Arbain Rambey, sang fotografer begitu antusias merekam momen demi momen di desa Femilau dan Binuang kecamatan Krayan Tengah. Termasuk ketika mengabadikan Binuang dan bandara Samuel Tipa Padan menggunakan drone pagi itu. Yang ditemani oleh derai tawa dan lompatan gembira empat anak Dayak usia balita sampai kelas 2 SD.

Selama sepekan, fotografer top itu menjelajahi dua desa di perbatasan itu, mengabadikan landscape yang indah nan penuh dengan tumbuhan. Hijau sepanjang mata memandang. Tak salah jika wilayah ini masih menyandang status sebagai the heart of Borneo, paru-parunya dunia.

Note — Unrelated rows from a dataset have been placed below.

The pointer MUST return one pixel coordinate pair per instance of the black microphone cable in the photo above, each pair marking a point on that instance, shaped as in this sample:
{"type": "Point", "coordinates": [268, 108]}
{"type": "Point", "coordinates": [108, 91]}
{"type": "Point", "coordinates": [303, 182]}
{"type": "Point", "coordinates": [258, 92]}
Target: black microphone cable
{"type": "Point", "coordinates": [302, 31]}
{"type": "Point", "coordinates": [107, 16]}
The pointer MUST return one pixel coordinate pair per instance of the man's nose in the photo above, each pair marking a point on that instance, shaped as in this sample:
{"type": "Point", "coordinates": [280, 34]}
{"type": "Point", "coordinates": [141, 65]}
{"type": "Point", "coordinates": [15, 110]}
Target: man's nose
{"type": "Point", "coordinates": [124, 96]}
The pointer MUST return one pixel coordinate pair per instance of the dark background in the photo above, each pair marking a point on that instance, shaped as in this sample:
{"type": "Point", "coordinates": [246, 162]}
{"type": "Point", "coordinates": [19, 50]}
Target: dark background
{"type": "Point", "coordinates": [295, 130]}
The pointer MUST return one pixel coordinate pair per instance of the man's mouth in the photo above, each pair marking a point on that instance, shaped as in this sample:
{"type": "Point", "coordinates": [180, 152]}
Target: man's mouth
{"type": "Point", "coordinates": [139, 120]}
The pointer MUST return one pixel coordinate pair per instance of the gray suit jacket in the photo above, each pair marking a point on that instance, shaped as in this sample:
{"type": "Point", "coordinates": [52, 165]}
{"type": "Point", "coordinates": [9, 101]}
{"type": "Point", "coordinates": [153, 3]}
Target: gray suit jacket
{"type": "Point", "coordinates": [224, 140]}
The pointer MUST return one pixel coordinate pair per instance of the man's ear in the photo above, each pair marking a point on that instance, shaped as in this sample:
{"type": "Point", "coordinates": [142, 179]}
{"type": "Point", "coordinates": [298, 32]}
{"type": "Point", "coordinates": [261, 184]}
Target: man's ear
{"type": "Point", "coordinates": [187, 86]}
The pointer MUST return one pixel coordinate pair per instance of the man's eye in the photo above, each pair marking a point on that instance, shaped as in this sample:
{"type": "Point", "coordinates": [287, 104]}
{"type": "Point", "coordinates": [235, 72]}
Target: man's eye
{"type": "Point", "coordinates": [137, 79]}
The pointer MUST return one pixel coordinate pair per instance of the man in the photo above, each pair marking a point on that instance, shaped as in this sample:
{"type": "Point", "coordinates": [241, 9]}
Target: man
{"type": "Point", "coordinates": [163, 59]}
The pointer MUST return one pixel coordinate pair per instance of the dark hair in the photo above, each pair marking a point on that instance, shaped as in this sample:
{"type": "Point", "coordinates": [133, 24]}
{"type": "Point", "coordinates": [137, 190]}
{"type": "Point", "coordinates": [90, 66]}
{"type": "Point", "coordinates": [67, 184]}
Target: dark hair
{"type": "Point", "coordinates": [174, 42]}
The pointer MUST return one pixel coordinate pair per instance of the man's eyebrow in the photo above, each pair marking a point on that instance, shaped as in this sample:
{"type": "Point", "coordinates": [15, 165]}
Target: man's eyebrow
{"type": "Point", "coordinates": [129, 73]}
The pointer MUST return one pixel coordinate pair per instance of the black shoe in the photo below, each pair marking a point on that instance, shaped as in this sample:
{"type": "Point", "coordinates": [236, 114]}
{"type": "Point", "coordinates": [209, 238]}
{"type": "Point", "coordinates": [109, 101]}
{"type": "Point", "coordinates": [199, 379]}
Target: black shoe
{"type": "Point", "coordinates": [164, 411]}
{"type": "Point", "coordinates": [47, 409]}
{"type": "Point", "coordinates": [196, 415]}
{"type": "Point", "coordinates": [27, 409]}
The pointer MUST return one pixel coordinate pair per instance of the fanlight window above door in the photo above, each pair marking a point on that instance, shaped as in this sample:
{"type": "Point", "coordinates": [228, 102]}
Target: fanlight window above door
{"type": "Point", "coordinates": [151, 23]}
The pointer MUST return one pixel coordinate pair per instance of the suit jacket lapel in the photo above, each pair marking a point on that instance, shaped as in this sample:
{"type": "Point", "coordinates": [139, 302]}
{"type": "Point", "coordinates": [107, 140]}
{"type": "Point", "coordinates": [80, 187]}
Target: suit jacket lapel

Selain memotret alam, Arbain juga mengabadikan kegiatan Batu Ruyud Writing Camp selama sepekan. Ribuan gambar dan video sudah tersimpan sebagai bukti literasi menyeruak dari wilayah pedalaman nan terpencil. Yang hanya bisa dijangkau oleh pesawat kecil seminggu dua kali. Arbain juga memberikan pelatihan kepada para siswa SMP, para kepala desa, camat, dan bahkan para petani. Kita boleh berharap, literasi gambar sebagai bagian dari dokumentasi terpenting, bisa lahir dari Krayan Tengah. Ratusan kamera HP kini sudah terus menerus merekam momentum penting di sana. Suatu hari mungkin mereka tak perlu kehadiran Arbain, karena mereka sudah piawai melakukannya.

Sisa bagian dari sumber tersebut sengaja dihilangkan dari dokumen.